Loom joins this poetic conversation from the critical vantage point of economics, as Gallagher is also a professor of global policy at Boston University. He carefully details the workings of the system, which, while generating wealth for a handful of New England families, meant pain, misery, and death for hundreds of thousands of others. It was a system that made for strange bedfellows, as Gallagher notes early on in “Tariff Act,” a poem in the voice of Thomas Jefferson in 1816; he describes a system that resonates still today with current talk of walls, protective tariffs, and national security:

I am not a Hamilton man
in a rage

but just this time
the plantation and loom

need to be behind
the same wall.

True to its title, the format of the book intersperses poems, most plainspoken, most in sonnet form, with reproductions of prints, handbills, and newspaper pages; the effect is that the collection reads alternately as an almanac, primer, gazette, even a street pamphlet as it offers the reader a richly interwoven texture of public and private testimonies.

Chronologically speaking, the poems move from Francis Cabot Lodge’s theft of plans for mechanized looms from English factories through the collaborations of Northern mill owners with Southern planters, on through the birth of labor agitation, the Abolitionist movement, the Anti-Man-Hunting League, the founding of Lawrence, Kansas, and the slaughter of African-American volunteers of the 54th Massachusetts Regiment during the Civil War.

Individual poems give voice to personal histories as, in unison, the poems circle and sing the problematic history of Boston and the shadowy origins of its wealth. (Perhaps not a coincidence, Gallagher’s newest editorial undertaking, spoKe, centers on writing about or having its origins in the city).

The poem “Boston Anti-Man-Hunting League” is written in the voice of the league’s members, Henry Bowditch, in 1854. It takes its lead from a directive on how members should circle, approach, and chase off slave hunters while freeing the captured slaves.
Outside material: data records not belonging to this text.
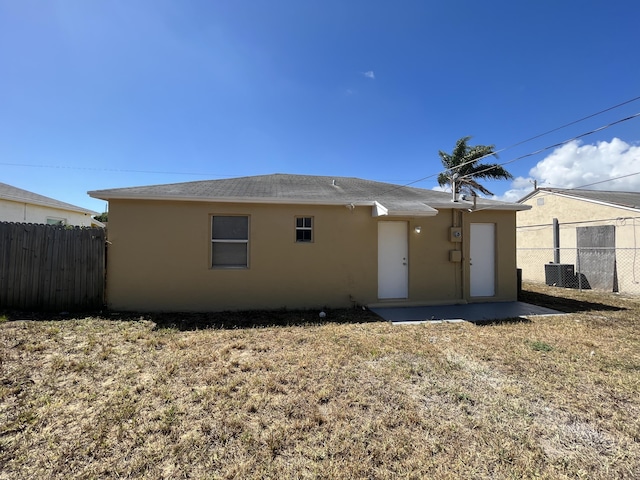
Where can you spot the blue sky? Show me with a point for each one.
(104, 94)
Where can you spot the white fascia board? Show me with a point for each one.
(379, 210)
(412, 213)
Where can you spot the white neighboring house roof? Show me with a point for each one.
(624, 200)
(384, 198)
(15, 194)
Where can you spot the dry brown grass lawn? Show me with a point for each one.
(156, 397)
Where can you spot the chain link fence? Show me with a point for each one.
(592, 268)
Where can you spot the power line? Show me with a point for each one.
(604, 127)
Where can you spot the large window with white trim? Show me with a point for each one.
(229, 241)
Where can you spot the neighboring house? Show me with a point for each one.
(595, 242)
(294, 241)
(22, 206)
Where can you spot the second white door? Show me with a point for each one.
(393, 260)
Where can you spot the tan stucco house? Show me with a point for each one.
(21, 206)
(295, 241)
(580, 239)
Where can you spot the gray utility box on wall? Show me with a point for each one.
(559, 274)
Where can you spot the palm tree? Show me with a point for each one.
(463, 167)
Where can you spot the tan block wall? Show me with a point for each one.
(160, 255)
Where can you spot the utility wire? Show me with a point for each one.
(604, 127)
(536, 137)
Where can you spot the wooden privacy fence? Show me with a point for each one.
(51, 267)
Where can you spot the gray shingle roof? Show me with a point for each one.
(619, 199)
(302, 189)
(9, 192)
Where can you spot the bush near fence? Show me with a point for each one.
(51, 267)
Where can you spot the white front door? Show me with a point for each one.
(393, 260)
(482, 261)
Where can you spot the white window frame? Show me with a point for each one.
(304, 228)
(229, 241)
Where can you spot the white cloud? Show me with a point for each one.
(575, 165)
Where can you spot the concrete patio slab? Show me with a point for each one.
(472, 312)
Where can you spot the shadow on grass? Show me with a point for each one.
(186, 321)
(501, 321)
(259, 319)
(564, 304)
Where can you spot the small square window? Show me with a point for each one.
(56, 221)
(304, 229)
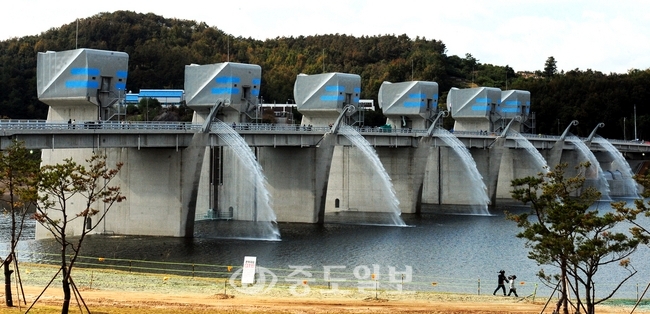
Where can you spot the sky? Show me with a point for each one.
(606, 36)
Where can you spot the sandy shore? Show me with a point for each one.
(114, 292)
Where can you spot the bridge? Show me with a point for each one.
(176, 173)
(42, 134)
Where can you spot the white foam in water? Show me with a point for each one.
(476, 190)
(525, 143)
(259, 210)
(387, 190)
(620, 164)
(603, 185)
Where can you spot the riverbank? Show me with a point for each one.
(107, 291)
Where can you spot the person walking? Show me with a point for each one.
(501, 282)
(511, 279)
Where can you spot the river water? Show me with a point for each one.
(453, 253)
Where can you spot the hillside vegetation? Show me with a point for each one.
(159, 48)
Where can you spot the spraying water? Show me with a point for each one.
(595, 171)
(476, 190)
(387, 199)
(629, 186)
(253, 210)
(540, 162)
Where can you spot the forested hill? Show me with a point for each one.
(159, 48)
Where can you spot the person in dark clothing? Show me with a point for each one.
(512, 285)
(502, 282)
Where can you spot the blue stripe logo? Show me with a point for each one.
(417, 96)
(480, 108)
(509, 110)
(225, 91)
(84, 71)
(227, 79)
(331, 98)
(413, 104)
(82, 84)
(335, 88)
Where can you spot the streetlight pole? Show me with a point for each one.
(635, 137)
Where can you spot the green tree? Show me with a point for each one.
(18, 176)
(58, 185)
(563, 230)
(550, 67)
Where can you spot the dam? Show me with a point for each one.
(177, 173)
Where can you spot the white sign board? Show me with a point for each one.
(248, 272)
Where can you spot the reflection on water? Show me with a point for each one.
(460, 253)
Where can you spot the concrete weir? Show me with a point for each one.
(312, 172)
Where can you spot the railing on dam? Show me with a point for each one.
(178, 134)
(18, 125)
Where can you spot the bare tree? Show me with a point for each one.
(58, 184)
(18, 177)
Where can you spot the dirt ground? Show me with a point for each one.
(111, 291)
(152, 302)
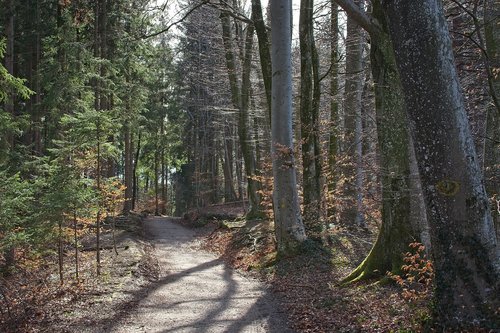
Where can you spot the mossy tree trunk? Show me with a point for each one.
(309, 110)
(392, 129)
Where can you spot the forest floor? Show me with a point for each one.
(307, 286)
(163, 282)
(209, 272)
(33, 299)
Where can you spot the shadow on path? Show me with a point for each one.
(205, 297)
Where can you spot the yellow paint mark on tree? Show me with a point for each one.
(448, 187)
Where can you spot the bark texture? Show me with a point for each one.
(352, 114)
(396, 231)
(288, 221)
(241, 99)
(309, 119)
(464, 244)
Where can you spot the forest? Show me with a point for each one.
(342, 156)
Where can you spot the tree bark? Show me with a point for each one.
(393, 134)
(127, 204)
(464, 244)
(135, 184)
(264, 50)
(309, 116)
(333, 145)
(288, 221)
(351, 212)
(492, 129)
(241, 100)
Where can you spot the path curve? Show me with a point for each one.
(197, 292)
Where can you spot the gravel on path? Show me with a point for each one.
(197, 292)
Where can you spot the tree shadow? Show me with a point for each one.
(215, 314)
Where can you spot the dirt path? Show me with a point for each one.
(197, 292)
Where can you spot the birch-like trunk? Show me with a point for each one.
(288, 221)
(464, 244)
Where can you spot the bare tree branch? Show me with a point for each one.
(362, 18)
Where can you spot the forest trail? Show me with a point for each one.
(197, 292)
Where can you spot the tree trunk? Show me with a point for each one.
(492, 135)
(351, 212)
(288, 221)
(264, 50)
(227, 165)
(396, 230)
(9, 65)
(135, 184)
(309, 110)
(75, 236)
(241, 100)
(127, 204)
(333, 145)
(464, 245)
(155, 179)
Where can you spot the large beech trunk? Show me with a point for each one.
(396, 232)
(287, 218)
(464, 244)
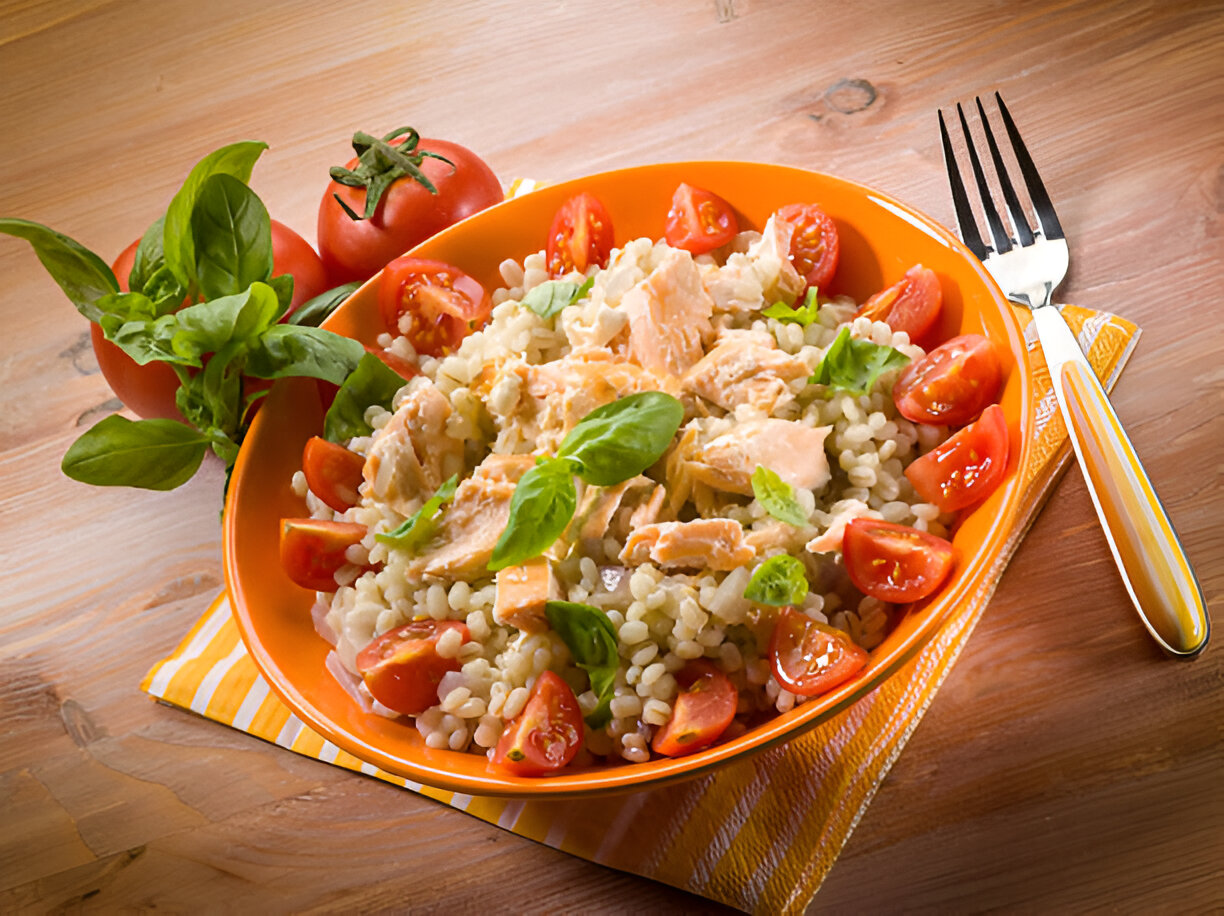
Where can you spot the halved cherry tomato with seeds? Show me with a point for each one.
(333, 473)
(966, 468)
(433, 304)
(699, 221)
(546, 735)
(701, 712)
(894, 562)
(312, 550)
(911, 305)
(814, 247)
(951, 383)
(810, 658)
(402, 668)
(580, 235)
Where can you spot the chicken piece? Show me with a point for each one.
(522, 594)
(668, 317)
(792, 451)
(474, 519)
(746, 369)
(413, 454)
(701, 544)
(842, 513)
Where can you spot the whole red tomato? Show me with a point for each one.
(148, 390)
(408, 212)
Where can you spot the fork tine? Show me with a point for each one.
(965, 222)
(1018, 221)
(1001, 240)
(1045, 217)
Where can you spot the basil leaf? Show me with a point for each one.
(233, 236)
(287, 350)
(83, 277)
(777, 497)
(779, 581)
(551, 296)
(315, 311)
(154, 454)
(802, 316)
(853, 365)
(178, 240)
(621, 440)
(417, 528)
(370, 383)
(591, 639)
(542, 505)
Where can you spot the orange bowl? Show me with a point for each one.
(880, 239)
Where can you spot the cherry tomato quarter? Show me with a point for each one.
(699, 221)
(966, 468)
(912, 304)
(815, 247)
(580, 235)
(894, 562)
(433, 304)
(546, 735)
(406, 213)
(701, 712)
(810, 658)
(402, 668)
(950, 385)
(312, 550)
(333, 473)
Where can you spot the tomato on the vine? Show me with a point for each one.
(810, 658)
(815, 247)
(701, 712)
(580, 235)
(699, 221)
(394, 174)
(433, 304)
(546, 735)
(402, 668)
(966, 468)
(894, 562)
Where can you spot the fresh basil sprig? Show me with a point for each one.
(551, 296)
(417, 528)
(853, 365)
(777, 497)
(608, 446)
(591, 639)
(779, 581)
(802, 316)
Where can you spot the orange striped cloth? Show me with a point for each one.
(759, 835)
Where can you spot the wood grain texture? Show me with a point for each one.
(1065, 764)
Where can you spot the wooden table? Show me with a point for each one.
(1066, 764)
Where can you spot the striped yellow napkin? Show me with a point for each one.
(760, 834)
A diagram of the plan accompanies the poem.

A committee of six: prudent, young, true,
and stalwart comrades—with one elder

speaker—are first to try your hands at reason.
If the Southern blood arises the speaker

signals and we begin ‘the snaking out.’
Keep the slave hunter (SH) in center.

While the poems may follow sequentially, there is a lyric quality in the ways they speak to each other and the manner in which refrains and end lines reappear. Taken together, the poems constitute a chorus sung by voices of wealthy Brahmins, mill workers and owners, escaped slaves, ship captains, labor agitators, and abolitionists.

Fittingly, Gallagher ends the collection with a poem in the voice of a dying soldier of the 54th regiment:

Too many rocks for our wooden wheels.
Too many dying men and horses
to move our Napoleons back.

We saw Bigelow get shot twice
but the bugler took him to the rear.
We kept on trying to fight.

I got stabbed in the ankle.
I felt the shell go in my side.
My eyes were open when I died.

(“The Last Full Measure of Devotion”)

Like much of Gallagher’s previous involvements—in particular Compost—the collection has the feel of an object, something handcrafted and unique. Those familiar with Gallagher’s work will be happy to discover this newest effort. Readers just coming to his work will find something new and valuable to add to “the tool kit for living” that Williams suggested poetry should be.